Lamps Plus filed a motion to dismiss in the District Court wherein it argued the arbitration agreement in Varela’s employment contract required the dismissal of Varela’s class action lawsuit and that his claims should be arbitrated on an individual basis rather in a class action. The District Court denied the portion of the motion seeking to have the class members arbitrate their claims on an individual basis but authorized the arbitration of the claims on a class-wide basis. The Ninth Circuit affirmed the District Court’s decision to allow the class action plaintiffs arbitrate their claims as a class rather than require each class member arbitrate their claims individually. In particular, the Ninth Circuit’s holding, based on a finding that the arbitration provision was ambiguous, would have allowed Varela and the other employees to pursue their claims as a class in an arbitration proceeding.

In short, Varela argued that he should be permitted to litigate—in the courts—a class action against Lamps Plus despite signing an employment agreement with an arbitration provision stating “arbitration shall be in lieu of any and all lawsuits or other civil legal proceedings related to my employment.” On the other hand, Lamps Plus took the position that the case should be arbitrated and Varela was required to arbitrate his claims individually rather than drawing on the strength of other members in a class action. (A good breakdown of these issues can be found in this New York Times article.)

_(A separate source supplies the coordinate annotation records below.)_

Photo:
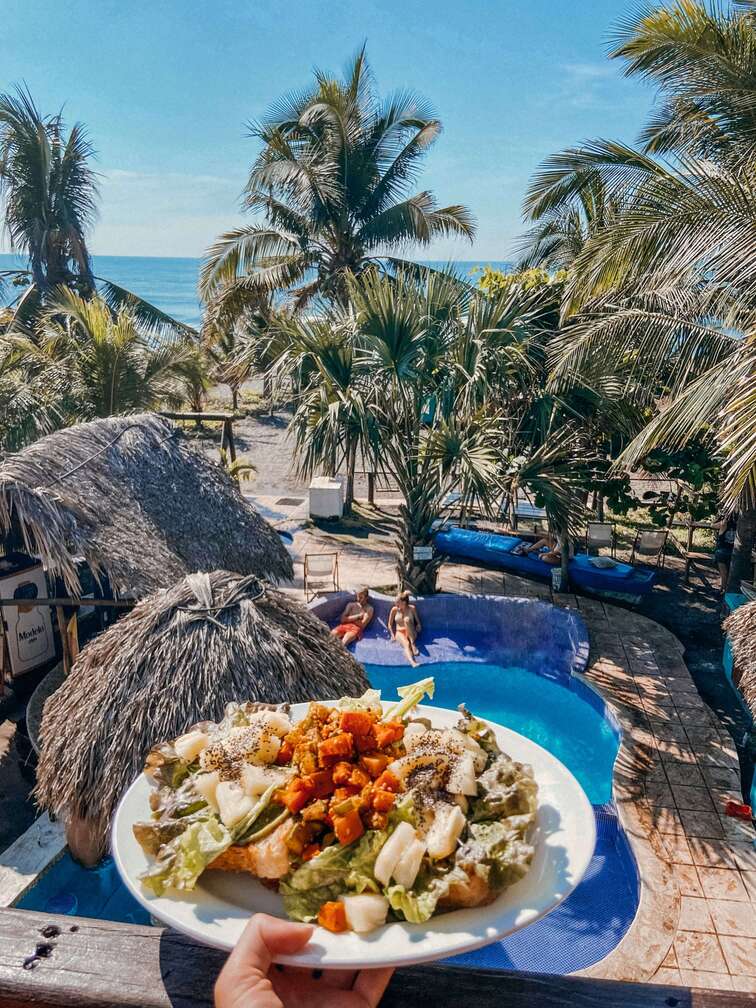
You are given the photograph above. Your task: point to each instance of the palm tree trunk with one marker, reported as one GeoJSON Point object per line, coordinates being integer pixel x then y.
{"type": "Point", "coordinates": [416, 576]}
{"type": "Point", "coordinates": [563, 540]}
{"type": "Point", "coordinates": [741, 564]}
{"type": "Point", "coordinates": [349, 490]}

  • Supreme Court’s Decision In Favor Of Lamps Plus

In a 5-4 decision, the Supreme Court reversed and remanded the Ninth Circuit’s decision since Lamps Plus did not expressly agree to arbitrating employee disputes on a class action basis. Based on the arbitration provision in the employment agreement, Chief Justice Roberts—writing the majority opinion— held only individual arbitrations were permitted. The Majority further opined “Class arbitration ‘sacrifices the principal advantage of arbitration—its informality—and makes the process slower, more costly, and more likely to generate procedural morass than final judgment.’”

  • How To Approach These Issues

Admittedly, the central issue in the Lamps Plus decision relates to the enforcement of an arbitration clause and merely happens to arise out of data breach. Nevertheless, this issue should be front and center for any employer that collects an employee’s private data.  In addition to reaching an agreement on the process of bringing claims against an employer (class actions versus individual claims), employment agreements may need to start addressing whether privacy claims should be litigated or arbitrated.

A further example was seen on April 9, 2019 when the Appellate Court of Illinois found an arbitration agreement did not allow an employer to arbitrate an employee’s biometric data claim. Liu v. Four Seasons Hotel, Ltd., 2019 IL App (1st) 182645 (April 9, 2019). In Liu, the Court of Appeals rejected an employer’s contention that an employment agreement to arbitrate “wage or hour violation” claims would include the plaintiff’s alleged biometric data violations. The Liu court rejected the employer’s argument “that the sole purpose of requiring employees to scan their fingerprints was to monitor the hours worked, which makes it a ‘wage or hour violation’ claim.”

These two recent cases involving employment agreements demonstrate that there are a number of moving parts to a privacy lawsuit that must be considered by both those collecting the data and those having their data collected.